Peter climbed up to his observatory—a square four-windowed turret, at the top of the house—thence to watch the storm and exult in it. Really it was splendid—to see, to hear; its immense wild force, its immense reckless fury. Rain had never rained so hard, he thought. Already, the lake, the mountain slopes, the villas and vineyards westward, were totally blotted out, hidden behind walls and walls of water; and even the neighbouring lawns of Ventirose, the confines of his own garden, were barely distinguishable, blurred as by a fog. The big drops pelted the river like bullets, sending up splashes bigger than themselves. And the tiled roof just above his head resounded with a continual loud crepitation, as if a multitude of iron-shod elves were dancing on it. The thunder crashed, roared, reverberated, like the toppling of great edifices. The lightning tore through the black cloud-canopy in long blinding zig-zags. The wind moaned, howled, hooted—and the square chamber where Peter stood shook and rattled under its buffetings, and was full of the chill and the smell of it. Really the whole thing was splendid.

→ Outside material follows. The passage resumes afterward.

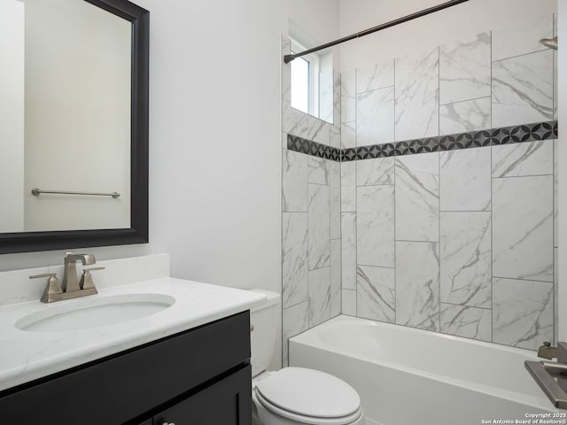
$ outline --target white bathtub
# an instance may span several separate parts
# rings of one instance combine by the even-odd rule
[[[531,415],[537,413],[563,420],[567,411],[553,407],[525,370],[526,359],[537,358],[526,350],[349,316],[290,340],[290,365],[349,382],[369,425],[536,423]],[[532,421],[520,421],[527,420]]]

His garden-paths ran with muddy brooklets; the high-road beyond his hedge was transformed to a shallow torrent . . . . And, just at that moment, looking off along the highroad, he saw something that brought his heart into his throat.
Three figures were hurrying down it, half-drowned in the rain —the Duchessa di Santangiolo, Emilia Manfredi, and a priest.
In a twinkling, Peter, bareheaded, was at his gate.
“Come in—come in,” he called.
“We are simply drenched—we shall inundate your house,” the Duchessa said, as he showed them into his sitting-room.
They were indeed dripping with water, soiled to their knees with mud.
“Good heavens!” gasped Peter, stupid. “How were you ever out in such a downpour?”
She smiled, rather forlornly.
“No one told us that it was going to rain, and we were off for a good long walk—for pleasure.”
“You must be wet to the bone—you must be perishing with cold,” he cried, looking from one to another.
“Yes, I daresay we are perishing with cold,” she admitted.
“And I have no means of offering you a fire—there are no fireplaces,” he groaned, with a gesture round the bleak Italian room, to certify their absence.
“Is n’t there a kitchen?” asked the Duchessa, a faint spark of raillery kindling amid the forlornness of her smile.
Peter threw up his hands.
“I had lost my head. The kitchen, of course. I ’ll tell Marietta to light a fire.”
He excused himself, and sought out Marietta. He found her in her housekeeper’s room, on her knees, saying her rosary, in obvious terror. I ’m afraid he interrupted her orisons somewhat brusquely.
“Will you be so good as to start a rousing fire in the kitchen —as quickly as ever it can be done?”